Während die kapitalistischen Regierungen in Europa ständig scheinheilig von Demokratie schwafeln, ignorieren sie geflissentlich, wenn die Bevölkerung einmal ihren Willen ausdrückt. Nur kurz vor den Referenden hat 2005 der luxemburgische Premier diese Haltung klar zusammengefasst: „Wenn es ein Ja gibt, werden wir sagen `legen wir los´, wenn es ein Nein gibt, werden wir sagen `wir machen trotzdem weiter´.“
Und sie machen auch trotzdem weiter. Auf dem EU-Gipfel letzte Woche holten sie die Verfassung aus der Tiefkühltruhe und verpackten sie neu als „Reformvertrag“ um so zu tun, als sei das nun etwas völlig anderes. In einer jüngsten Umfrage der Financial Times darüber, ob es eine Abstimmung über den neuen Vertrag geben sollte, waren 75 % der spanischen Bevölkerung, 71% der deutschen Bevölkerung, 69% der BritInnen, 68% der ItalienerInnen und 64% der FranzosInnen für eine neuerliche Abstimmung. Aber um Referenden zu vermeiden, wird der Vertrag eine „vereinfachte“ Version des Originals genannt, die nicht länger eine Verfassung darstellt, und die von gemeinsamen Symbolen wie Flagge, Motto und Hymne absieht. Die Hauptpunkte des Entwurfs von 2004 bleiben jedoch erhalten. Der/Die EU-RatspräsidentIn wird künftig auf zwei Jahre gewählt, und es wird eineN „hoheN BeauftragteN der EU für Außen- und Sicherheitspolitik“ geben, der/die dem Rat der Außenminister vorsitzt und gleichzeitig stellvertretenderRKommissionspräsidentIn wird, es wird weniger nationale Vetos geben im Entscheidungsprozess und die EU wird legalen Personenstatus erhalten.

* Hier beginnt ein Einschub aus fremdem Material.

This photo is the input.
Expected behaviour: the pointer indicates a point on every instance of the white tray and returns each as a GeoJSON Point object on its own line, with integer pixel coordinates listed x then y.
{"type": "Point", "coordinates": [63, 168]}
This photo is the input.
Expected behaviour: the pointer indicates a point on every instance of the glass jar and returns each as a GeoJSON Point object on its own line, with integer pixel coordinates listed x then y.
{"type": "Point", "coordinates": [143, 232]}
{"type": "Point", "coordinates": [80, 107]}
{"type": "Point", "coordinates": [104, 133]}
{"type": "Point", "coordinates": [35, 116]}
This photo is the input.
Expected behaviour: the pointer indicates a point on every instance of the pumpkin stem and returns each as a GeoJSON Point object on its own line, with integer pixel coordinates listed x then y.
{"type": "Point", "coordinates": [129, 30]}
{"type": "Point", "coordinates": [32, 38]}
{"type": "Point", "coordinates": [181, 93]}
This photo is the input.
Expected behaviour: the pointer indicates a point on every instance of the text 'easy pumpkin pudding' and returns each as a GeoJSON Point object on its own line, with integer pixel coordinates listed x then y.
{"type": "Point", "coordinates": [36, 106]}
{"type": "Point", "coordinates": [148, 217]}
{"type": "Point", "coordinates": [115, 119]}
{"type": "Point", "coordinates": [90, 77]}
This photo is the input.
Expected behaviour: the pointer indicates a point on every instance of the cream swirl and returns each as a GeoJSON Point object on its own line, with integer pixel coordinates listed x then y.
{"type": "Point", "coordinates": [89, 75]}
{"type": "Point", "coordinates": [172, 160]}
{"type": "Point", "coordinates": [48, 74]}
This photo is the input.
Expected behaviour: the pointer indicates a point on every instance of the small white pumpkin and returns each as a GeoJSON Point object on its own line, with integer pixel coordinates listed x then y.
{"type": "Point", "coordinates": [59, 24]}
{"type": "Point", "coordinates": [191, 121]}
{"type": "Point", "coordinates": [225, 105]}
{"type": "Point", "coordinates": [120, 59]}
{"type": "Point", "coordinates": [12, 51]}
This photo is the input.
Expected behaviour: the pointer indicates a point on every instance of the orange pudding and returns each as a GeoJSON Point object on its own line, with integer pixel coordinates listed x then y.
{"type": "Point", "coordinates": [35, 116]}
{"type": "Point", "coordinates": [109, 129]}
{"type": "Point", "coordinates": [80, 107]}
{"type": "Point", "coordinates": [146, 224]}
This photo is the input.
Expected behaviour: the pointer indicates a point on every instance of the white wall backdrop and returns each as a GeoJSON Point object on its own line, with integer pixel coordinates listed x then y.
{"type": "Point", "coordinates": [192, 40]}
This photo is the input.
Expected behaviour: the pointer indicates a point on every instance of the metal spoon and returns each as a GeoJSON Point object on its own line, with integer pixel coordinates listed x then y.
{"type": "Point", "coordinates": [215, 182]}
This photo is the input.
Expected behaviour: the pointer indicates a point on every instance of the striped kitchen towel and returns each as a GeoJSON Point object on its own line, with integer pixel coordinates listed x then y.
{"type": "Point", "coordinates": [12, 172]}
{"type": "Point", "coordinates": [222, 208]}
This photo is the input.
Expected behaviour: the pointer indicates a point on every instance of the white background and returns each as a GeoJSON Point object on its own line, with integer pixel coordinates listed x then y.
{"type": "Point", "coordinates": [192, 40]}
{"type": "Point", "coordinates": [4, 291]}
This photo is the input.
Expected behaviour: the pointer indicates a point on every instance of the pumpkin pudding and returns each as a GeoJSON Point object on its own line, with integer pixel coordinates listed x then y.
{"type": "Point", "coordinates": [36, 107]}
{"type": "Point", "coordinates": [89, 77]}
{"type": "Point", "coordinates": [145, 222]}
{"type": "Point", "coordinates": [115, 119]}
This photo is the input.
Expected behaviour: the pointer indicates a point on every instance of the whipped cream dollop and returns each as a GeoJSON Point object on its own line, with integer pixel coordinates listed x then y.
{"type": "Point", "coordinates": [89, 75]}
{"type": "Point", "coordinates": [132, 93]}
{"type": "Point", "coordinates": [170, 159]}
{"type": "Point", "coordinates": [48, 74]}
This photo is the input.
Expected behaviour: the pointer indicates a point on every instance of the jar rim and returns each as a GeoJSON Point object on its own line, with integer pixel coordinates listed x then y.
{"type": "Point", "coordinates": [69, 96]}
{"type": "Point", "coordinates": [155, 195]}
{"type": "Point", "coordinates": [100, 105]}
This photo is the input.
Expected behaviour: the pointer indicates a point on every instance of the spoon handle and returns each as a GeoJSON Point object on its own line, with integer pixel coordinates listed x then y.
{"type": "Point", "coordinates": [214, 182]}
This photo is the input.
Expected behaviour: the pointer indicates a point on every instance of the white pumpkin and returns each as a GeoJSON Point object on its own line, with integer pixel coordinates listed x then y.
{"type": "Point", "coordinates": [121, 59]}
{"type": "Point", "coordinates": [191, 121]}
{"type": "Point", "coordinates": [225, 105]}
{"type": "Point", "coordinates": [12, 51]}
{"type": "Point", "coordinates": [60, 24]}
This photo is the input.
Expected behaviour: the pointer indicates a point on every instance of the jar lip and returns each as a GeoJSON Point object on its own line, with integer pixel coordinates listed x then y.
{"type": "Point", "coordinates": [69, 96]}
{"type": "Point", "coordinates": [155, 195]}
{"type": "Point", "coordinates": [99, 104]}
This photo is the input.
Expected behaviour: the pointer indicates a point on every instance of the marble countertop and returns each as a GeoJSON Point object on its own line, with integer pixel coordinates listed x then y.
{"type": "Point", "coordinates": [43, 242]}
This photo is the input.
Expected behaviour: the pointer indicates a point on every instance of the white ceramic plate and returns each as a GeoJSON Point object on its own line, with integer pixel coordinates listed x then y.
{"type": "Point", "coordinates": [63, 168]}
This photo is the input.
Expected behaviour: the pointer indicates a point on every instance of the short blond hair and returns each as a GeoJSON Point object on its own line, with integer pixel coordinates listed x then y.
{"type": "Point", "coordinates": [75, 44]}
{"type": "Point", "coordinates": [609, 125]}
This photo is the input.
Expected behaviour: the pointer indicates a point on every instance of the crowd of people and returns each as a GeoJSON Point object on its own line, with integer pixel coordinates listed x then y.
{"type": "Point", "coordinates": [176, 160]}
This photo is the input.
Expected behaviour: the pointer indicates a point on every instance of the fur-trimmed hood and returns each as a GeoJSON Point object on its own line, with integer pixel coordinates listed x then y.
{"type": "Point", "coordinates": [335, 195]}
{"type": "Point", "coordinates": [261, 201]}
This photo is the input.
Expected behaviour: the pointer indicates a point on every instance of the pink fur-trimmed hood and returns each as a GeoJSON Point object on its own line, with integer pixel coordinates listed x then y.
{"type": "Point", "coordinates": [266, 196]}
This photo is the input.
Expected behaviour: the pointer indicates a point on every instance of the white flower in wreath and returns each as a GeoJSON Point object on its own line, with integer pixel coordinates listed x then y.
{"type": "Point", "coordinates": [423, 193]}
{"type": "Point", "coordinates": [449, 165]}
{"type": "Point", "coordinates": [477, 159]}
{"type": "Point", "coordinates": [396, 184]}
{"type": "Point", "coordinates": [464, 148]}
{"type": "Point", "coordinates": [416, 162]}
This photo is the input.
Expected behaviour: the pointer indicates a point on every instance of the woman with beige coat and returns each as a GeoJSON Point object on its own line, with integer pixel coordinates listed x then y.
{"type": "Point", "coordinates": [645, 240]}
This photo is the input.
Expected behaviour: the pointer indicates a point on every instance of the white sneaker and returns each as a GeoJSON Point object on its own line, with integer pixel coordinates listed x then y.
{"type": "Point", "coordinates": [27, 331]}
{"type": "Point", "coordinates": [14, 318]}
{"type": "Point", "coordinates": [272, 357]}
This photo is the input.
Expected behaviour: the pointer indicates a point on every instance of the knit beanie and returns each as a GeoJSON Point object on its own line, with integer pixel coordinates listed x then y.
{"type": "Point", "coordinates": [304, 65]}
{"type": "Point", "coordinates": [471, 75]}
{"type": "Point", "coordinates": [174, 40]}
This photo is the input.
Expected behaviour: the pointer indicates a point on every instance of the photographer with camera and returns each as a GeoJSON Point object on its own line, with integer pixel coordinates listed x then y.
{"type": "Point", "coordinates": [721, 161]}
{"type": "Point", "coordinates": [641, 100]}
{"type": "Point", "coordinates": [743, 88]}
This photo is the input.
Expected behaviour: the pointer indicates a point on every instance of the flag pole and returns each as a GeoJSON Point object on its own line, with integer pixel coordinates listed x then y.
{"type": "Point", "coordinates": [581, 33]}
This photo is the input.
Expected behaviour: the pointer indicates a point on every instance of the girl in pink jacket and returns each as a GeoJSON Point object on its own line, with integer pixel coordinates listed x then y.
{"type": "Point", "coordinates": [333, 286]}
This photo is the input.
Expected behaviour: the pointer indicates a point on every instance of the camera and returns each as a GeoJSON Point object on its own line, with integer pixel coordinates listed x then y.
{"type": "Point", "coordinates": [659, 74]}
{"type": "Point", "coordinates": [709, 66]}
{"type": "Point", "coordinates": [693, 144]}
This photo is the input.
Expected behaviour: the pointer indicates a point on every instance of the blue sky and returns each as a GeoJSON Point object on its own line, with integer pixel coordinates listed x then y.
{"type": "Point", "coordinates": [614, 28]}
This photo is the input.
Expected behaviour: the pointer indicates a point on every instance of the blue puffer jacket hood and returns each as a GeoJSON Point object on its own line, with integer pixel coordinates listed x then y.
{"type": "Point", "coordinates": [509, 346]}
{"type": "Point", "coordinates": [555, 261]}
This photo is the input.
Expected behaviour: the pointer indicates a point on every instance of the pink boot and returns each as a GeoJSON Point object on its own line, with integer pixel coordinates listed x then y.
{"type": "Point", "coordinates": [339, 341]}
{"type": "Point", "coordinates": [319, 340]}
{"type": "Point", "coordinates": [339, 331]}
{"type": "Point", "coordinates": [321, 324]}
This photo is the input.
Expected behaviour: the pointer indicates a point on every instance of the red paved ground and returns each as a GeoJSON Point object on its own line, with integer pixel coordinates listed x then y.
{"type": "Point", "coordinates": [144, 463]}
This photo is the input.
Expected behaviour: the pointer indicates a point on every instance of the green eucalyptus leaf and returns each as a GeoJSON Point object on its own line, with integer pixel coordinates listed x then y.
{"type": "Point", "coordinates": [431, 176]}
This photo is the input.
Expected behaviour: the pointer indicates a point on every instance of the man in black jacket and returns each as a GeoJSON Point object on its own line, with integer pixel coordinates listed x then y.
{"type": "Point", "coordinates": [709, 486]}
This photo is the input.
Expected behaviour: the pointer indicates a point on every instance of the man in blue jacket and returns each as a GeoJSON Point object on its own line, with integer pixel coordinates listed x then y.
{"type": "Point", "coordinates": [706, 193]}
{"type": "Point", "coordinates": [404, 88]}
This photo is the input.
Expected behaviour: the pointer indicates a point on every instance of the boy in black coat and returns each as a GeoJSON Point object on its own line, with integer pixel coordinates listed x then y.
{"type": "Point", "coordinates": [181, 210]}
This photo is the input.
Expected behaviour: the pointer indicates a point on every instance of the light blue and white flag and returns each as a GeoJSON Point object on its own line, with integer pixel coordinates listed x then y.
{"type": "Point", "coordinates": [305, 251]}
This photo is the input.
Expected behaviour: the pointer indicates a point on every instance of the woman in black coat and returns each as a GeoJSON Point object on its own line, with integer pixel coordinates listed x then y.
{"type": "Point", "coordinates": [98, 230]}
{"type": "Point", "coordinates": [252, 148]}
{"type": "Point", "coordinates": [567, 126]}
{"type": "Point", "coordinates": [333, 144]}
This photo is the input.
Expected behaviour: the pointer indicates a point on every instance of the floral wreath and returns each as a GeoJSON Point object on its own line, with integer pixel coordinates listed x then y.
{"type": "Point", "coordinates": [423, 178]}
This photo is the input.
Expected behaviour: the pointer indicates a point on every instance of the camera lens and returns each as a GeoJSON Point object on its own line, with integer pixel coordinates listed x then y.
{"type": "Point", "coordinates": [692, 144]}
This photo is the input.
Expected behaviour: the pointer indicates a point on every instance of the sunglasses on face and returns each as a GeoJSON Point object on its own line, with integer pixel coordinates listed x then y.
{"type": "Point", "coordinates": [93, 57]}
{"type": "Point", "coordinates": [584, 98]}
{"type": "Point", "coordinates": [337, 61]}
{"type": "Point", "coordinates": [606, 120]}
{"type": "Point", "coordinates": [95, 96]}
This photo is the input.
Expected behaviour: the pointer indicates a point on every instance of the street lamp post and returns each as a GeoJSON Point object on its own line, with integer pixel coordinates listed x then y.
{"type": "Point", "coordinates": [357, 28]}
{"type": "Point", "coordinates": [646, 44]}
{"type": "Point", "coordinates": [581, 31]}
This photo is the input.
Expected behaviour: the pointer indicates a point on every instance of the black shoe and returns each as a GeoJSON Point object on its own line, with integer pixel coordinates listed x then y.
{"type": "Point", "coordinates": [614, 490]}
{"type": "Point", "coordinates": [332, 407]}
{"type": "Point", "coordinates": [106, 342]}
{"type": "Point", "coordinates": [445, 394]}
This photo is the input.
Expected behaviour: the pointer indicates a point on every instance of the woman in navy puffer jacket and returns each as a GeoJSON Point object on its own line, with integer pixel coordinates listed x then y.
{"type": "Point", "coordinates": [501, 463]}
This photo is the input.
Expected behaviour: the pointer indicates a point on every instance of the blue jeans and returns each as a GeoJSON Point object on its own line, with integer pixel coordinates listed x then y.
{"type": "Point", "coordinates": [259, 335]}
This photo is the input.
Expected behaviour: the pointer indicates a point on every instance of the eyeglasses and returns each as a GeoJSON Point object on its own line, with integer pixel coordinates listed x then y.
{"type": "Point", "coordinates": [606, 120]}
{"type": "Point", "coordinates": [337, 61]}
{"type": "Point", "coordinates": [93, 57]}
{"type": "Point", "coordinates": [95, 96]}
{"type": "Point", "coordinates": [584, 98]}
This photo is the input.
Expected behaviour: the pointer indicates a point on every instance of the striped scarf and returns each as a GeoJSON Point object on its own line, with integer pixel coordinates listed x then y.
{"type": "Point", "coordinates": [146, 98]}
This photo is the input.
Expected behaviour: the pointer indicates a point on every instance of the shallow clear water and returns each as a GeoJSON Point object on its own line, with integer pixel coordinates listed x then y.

Entscheidungen in der nun 27 Mitgliedsländer umfassenden EU werden mit Doppelmehrheitssystem getroffen. Das bedeutet, dass 55% der Länder die 65% der EU- Bevölkerung repräsentieren für eine Mehrheit erforderlich sind. Die Stimmrechte eines Landes werden damit aus der Bevölkerungszahl abgeleitet. Das bedeutet eine wesentliche Verschiebung in der Gewichtung der Stimmen einzelner Staaten – was die polnische Regierung so erzürnte, dass sie zunächst in strikte Opposition dazu gingen. Sie ließen sich erst umstimmen, als ihnen zugesichert wurde, dass das neue Stimmrecht erst 2017 wirksam wird und als Angela Merkel damit drohte, dass der gesamte Vertrag auch ohne Polens Zustimmung abgesegnet werden könnte.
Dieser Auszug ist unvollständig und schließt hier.